Le 19 juin 2025, EDF a interrompu les essais de montée en puissance de l’EPR de Flamanville à la suite d’une fuite repérée sur une soupape du pressuriseur. Ce composant, situé au sommet du circuit primaire, maintient la pression du fluide caloporteur dans des marges extrêmement strictes. Prévu pour être connecté au réseau le 2 juillet, le réacteur ne redémarrera pas avant le 13 août 2025. Flamanville, encore à l’arrêt.
Flamanville : quand la sûreté prime sur l’électricité
Le cœur du problème, c’est une soupape de sûreté pilotée, implantée au sommet du pressuriseur. C’est ici que le circuit primaire se régule, que la pression se stabilise, que la température se contrôle. Le moindre défaut n’est pas tolérable.
Le 19 juin à 19h05, les capteurs ont détecté une perte d’étanchéité : le clapet, qui aurait dû se refermer hermétiquement, laisse fuir le fluide sous pression. Selon Julien Collet, directeur général adjoint de l’Autorité de sûreté nucléaire (ASN), « cette soupape fuit ». Il ajoute : « EDF devra intervenir pour rétablir son étanchéité », affirme La Tribune.

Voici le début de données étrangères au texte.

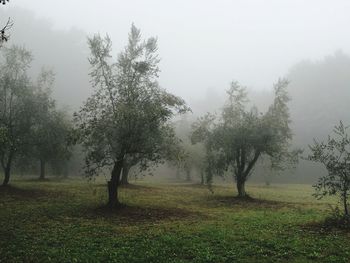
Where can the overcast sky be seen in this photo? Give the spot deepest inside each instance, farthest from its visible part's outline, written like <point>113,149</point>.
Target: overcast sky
<point>206,44</point>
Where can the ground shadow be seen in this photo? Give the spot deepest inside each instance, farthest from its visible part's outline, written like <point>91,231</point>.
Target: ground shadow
<point>330,224</point>
<point>246,202</point>
<point>26,194</point>
<point>136,214</point>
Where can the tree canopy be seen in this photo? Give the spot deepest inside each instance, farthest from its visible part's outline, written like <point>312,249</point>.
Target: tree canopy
<point>237,139</point>
<point>128,113</point>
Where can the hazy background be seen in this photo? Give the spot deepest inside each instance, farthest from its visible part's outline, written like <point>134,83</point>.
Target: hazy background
<point>203,46</point>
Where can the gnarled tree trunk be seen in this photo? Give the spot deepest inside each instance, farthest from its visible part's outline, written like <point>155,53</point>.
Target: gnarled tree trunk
<point>7,170</point>
<point>202,178</point>
<point>42,169</point>
<point>113,184</point>
<point>241,188</point>
<point>125,174</point>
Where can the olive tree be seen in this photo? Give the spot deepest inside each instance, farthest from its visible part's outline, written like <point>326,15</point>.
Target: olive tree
<point>240,137</point>
<point>51,128</point>
<point>335,156</point>
<point>16,106</point>
<point>128,111</point>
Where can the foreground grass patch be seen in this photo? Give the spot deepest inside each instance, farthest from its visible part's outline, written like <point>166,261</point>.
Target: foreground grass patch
<point>64,221</point>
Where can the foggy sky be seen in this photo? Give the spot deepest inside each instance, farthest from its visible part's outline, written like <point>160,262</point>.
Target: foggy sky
<point>206,44</point>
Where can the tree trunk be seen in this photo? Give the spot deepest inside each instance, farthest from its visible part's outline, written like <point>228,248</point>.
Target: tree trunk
<point>113,184</point>
<point>241,188</point>
<point>125,173</point>
<point>178,175</point>
<point>42,169</point>
<point>202,178</point>
<point>7,176</point>
<point>7,171</point>
<point>346,211</point>
<point>188,175</point>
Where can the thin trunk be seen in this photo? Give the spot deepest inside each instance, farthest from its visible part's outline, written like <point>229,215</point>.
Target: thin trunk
<point>42,169</point>
<point>178,175</point>
<point>241,188</point>
<point>202,178</point>
<point>113,184</point>
<point>7,176</point>
<point>125,174</point>
<point>345,201</point>
<point>7,171</point>
<point>188,175</point>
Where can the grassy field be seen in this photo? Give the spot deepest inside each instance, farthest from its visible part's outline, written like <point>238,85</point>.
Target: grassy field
<point>64,221</point>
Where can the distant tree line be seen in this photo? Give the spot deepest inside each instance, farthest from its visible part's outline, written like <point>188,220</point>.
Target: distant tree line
<point>31,126</point>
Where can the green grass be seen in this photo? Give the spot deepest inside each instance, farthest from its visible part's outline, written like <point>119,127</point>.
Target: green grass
<point>64,221</point>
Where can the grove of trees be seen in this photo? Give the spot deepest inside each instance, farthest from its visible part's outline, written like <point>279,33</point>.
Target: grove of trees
<point>127,115</point>
<point>30,124</point>
<point>236,140</point>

Première étape : tentative de fermeture à froid. Si cela échoue, il faudra isoler la ligne, purger le circuit, démonter la soupape, et vérifier l’intégrité du siège et du clapet. Une opération réalisée en zone radiologique, sous protocoles dosimétriques stricts.
Nucléaire : un nouveau retard pour le démarrage de l’EPR
Cette fuite s’est produite en pleine phase d’essais à 60 % de puissance nominale, amorcée fin mai. Ces tests, destinés à vérifier le comportement thermique et mécanique du réacteur à différents régimes, précèdent le couplage au réseau.
EDF a d’abord suspendu les opérations. Puis, le 2 juillet, l’énergéticien a officiellement annoncé le report du redémarrage au 13 août 2025. Soit six semaines de glissement, supplémentaires. Chaque mois compte : l’EPR n’a encore produit aucun kilowattheure. Plus de 13 milliards d’euros ont été investis dans l’ouvrage, dont la construction a débuté en 2007. Quinze ans plus tard, la France attend toujours l’électricité.
Le pressuriseur en question : une pièce maîtresse sous surveillance
Dans le réacteur EPR, le pressuriseur est relié au circuit primaire via des lignes d’interconnexion. Il contient un mélange liquide-vapeur sous une pression de 155 bars. Trois soupapes de sûreté y sont fixées, avec déclenchement à seuils variables.
Le composant défaillant à Flamanville est l’une de ces soupapes, conçue pour évacuer la vapeur en cas de surpression. Le défaut d’étanchéité observé pourrait provenir :
- d’un mauvais positionnement du clapet après ouverture,
- d’une usure prématurée du joint métallique,
- ou d’un encrassement lors des séquences de test à mi-charge.
Chaque hypothèse entraîne une procédure spécifique. Dans tous les cas, l’incident oblige à suspendre les essais et à réévaluer les marges de sûreté du composant.
Un signal technique préoccupant pour la filière nucléaire
Ce nouvel arrêt soulève des questions sur la fiabilité de la chaîne industrielle. Les soupapes de sûreté sont testées en usine, qualifiées par simulation, et soumises à des batteries de vérifications. Pourtant, à Flamanville, une défaillance survient en phase finale.
Le contexte est sensible. Le programme EPR2, qui doit répliquer le modèle sur six nouveaux sites, s’appuie sur le retour d’expérience de Flamanville. Or, tant que l’EPR normand n’a pas produit de courant, la filière reste suspendue.
L’incident pose aussi la question de la maintenance en exploitation. À l’avenir, les équipes devront intervenir en zone chaude sur ces composants. Une fuite en fonctionnement impliquerait un arrêt imprévu, des rejets potentiels, une exposition accrue. La sûreté passe avant tout.